Using database sequence similarity searches coupled with phylogenetic analysis, we were able to unite the circularly permuted GTPases into a family that we have named YRG for YlqF Related GTPases [see Additional files 1 and 2]. The YlqF protein family represents the largest subfamily of YRG expansion in eukarya, which is potentially involved in ribosome biogenesis.
Phylogenetic analysis defines ten GTPase subfamilies with a global phyletic distribution compatible with their presence in the last universal common ancestor (LUCA) of extant life forms [22]. An emerging concept suggests that these universal GTPases are necessary either for ribosome function or for transmitting information from the ribosome to downstream targets to generate specific cellular responses. These are associated with translation and include four translation factors, two OBG-like GTPases, the two signal-recognition-associated GTPases, the MRP subfamily of MinD-like ATPases and the YRG family. Here we have defined the YRG family for the first time as a eukaryotic expansion of the original Yawg/YlqF family [22] tightly coupled to the evolution of compartmentalization.
The YRG family was originally defined as a particular class of GTPases showing a circularly permuted structure, with the four GTPase motifs reorganized as G4 followed by G1, G2 and G3 (Figure 1A). This circular permutation is unique in the GTPase superfamily. However, we have shown that this inverted structure does not seem to affect GTPase activity or folding, in agreement with other studies [31,39]. Moreover, regarding the potential function of this family, it has been pointed out that most YRG members bind to the ribosome [YjeQ, [31]], are involved in the maturation of ribosomes or mitoribosomes [24,28,29,2], localize to compartments related to rRNA maturation [NGP, [1,39]], and are essential proteins (see Figure 3C and Additional file 2). Altogether, this indicates that YRG members have an essential role in ribosomal assembly.

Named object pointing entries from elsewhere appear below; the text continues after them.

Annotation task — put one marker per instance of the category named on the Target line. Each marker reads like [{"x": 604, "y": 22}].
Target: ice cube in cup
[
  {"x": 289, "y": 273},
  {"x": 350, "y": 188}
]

Strikingly, we could find a member of the YRG family for every cellular compartment linked to ribosomes, including the chloroplast (Figure 1C), correlating with the expansion of the eukaryotic cell (Figure 1C). According to the phylogenetic tree of the family, the cytosolic form block (LSG1) is distinct from the nuclear form blocks (NOG2, NGP1, YawG), which later expanded into a nucleolar form (NUG1), in parallel with the incorporation of members upon engulfment of the future mitochondria (MTG1) that cluster within the YlqF branch as well as the future chloroplast (ChYlqF). Other events within the YlqF family included the appearance of a second cytosolic form upon speciation of the coelomates (GNL1), which may have had an equivalent in the plant lineage, since we observed a form of Lsg1 in A. thaliana (Figure 1B). Moreover, we observed the appearance of a second nucleolar form (Nucleostemin) upon speciation of the deuterostomes. Since Nucleostemin is involved in cell-cycle regulation in stem cells, we can hypothesize a direct mechanism of rRNA maturation in those highly specialized animal cells. We propose the following scenario for the evolution of the YRG family. First, a cytosolic founding member was duplicated upon the formation of a proto-nucleus, allowing the rRNA maturation pathway to be maintained (Figure 6). The second step included the engulfment of mitochondria and chloroplasts containing specific YRG forms involved in rRNA maturation in these compartments. The final step(s) involved the evolution of the cytosolic and nuclear members upon the specialization of the eukaryotic cell (nucleolus etc). This scenario accords with the work of Mans et al. [47], which showed by comparative genomics that a large set of proteins was involved in the formation and structure of the nuclear envelope and the pore complex: the nucleus evolved from a primordial prekaryote compartment and a primitive nuclear pore complex dependent on Ran and on Nug1p/Nug2p, a nucleolar YRG member.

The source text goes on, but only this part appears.